SEO – Some Research Results and Statistics
Below, you’ll find some SEO research results and insights. We invite you to draw your own conclusions, though some of them might be pretty obvious in any case.
Further corroborating the general consensus about search behavior, a November 2005 discussion on www.webmasterworld.com quotes the following statistics:
16 % of Internet users only look at the first few search results
32 % will read through to the bottom of the first page - but not beyond.
Only 23 % of Internet searchers go beyond the second page ; that number drops even further for third-page searches.
Only 10.3 % of web users will actually read through the first three results pages.
Just 8.7 % tend to open more than three pages.
And Web Marketing and SEO expert Mike Moran (www.mikemoran.com) quotes extensive research to the effect that in average, searchers spend no more than 7 (!) seconds looking at a search result page. It goes without saying that during those 7 seconds only very high-ranking results will be given more than a fleeting glance. Powwwerpages' own research indicates that users spend closer to 13 - 16 seconds per page, but even that isn't a lot of time ! Either way, the above suggests that the average web searcher will scan the results, form his opinion very quickly, and then click on the links he likes without bothering to look further.
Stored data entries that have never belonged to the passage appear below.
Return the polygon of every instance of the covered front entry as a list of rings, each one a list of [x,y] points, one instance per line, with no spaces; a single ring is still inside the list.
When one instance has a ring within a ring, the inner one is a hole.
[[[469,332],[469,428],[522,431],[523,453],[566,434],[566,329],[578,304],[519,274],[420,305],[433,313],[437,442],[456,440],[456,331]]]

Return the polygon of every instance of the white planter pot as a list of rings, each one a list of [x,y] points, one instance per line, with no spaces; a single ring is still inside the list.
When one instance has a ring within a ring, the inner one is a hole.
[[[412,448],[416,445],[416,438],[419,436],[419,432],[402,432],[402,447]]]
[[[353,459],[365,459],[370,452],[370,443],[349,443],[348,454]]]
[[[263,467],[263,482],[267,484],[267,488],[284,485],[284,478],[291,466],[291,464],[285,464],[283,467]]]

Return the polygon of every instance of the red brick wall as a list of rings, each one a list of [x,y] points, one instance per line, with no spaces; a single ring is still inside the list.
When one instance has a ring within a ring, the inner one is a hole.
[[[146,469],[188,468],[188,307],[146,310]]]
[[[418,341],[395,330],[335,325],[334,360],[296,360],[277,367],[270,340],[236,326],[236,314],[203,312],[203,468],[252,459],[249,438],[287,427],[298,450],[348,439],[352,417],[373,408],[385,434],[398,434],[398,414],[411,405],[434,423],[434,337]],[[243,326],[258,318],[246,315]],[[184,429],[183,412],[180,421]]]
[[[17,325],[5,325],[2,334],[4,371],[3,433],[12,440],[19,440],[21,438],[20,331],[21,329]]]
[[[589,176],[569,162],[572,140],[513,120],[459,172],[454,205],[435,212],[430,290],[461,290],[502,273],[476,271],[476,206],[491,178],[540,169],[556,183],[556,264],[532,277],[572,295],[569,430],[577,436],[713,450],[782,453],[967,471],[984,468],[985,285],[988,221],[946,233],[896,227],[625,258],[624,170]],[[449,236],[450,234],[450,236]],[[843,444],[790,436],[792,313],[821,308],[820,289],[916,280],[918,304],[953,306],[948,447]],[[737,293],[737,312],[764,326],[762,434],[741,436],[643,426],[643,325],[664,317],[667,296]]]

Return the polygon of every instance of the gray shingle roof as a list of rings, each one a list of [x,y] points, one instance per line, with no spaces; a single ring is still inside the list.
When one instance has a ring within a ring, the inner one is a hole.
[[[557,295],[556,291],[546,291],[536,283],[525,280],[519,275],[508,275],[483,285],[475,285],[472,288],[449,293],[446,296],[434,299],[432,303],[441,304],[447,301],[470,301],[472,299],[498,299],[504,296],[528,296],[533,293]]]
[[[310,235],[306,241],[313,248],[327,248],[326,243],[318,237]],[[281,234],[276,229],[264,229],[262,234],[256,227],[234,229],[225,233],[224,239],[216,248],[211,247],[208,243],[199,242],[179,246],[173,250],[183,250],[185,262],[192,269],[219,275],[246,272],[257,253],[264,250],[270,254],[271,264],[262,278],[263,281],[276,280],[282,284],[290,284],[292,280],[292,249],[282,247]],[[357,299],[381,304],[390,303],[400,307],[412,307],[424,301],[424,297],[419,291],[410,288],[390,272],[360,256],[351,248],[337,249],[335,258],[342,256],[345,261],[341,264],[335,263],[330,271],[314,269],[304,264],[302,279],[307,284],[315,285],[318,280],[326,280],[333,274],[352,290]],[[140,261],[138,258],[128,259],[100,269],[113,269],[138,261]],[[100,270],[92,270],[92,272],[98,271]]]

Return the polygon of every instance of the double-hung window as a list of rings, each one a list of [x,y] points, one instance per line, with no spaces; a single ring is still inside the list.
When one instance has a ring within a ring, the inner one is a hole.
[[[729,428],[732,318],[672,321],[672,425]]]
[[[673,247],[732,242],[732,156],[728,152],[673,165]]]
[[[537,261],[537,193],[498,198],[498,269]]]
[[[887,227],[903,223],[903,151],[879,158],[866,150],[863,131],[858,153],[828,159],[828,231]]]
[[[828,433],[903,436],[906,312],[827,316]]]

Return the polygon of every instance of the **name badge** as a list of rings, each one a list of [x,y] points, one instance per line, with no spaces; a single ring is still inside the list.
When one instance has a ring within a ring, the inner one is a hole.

All this tells us: it’s hard to get a second chance.
The good news is that one can dramatically improve a web site ranking with smart, effective SEO. It’s never too late, and it can be done any time.
Further research highlights: only about 60 % of Internet searchers scroll below "the fold" (the part of the page that is below the bottom of the screen when first shown), according to Greg Edwards, the CTO of Eyetools (www.eyetools.com).
Users returning to a search, Greg said, do tend to look further down the search results page for more results, but even then the "above the fold results" will still get looked at (and clicked) with significantly higher frequency.
Other research arrives at even more sobering results by claiming that not only do many web searchers look just at the first search results page, but often consider only the top few listings on it. We don't think this is very likely, although it would support Mike Moran's 7 % hypothesis above. If true, this would suggest that even a Page 1, Number 7 or 8 ranking may not always be good enough - certainly food for thought, and perhaps reason for even more crowding on Page 1.
True, Jarvis Mak, at Nielsen/NetRatings (www.nielsen-netratings.com), notes that as users perform more and more searches within a session, they are more likely to look at a second page of search results, perhaps even a third page (the reason probably being that - not having immediately found satisfactory search results - they will give deeper and more extensive searches a chance). But that's as far as they'll usually go.
So it seems to us that the buck stops on page 3 – literally.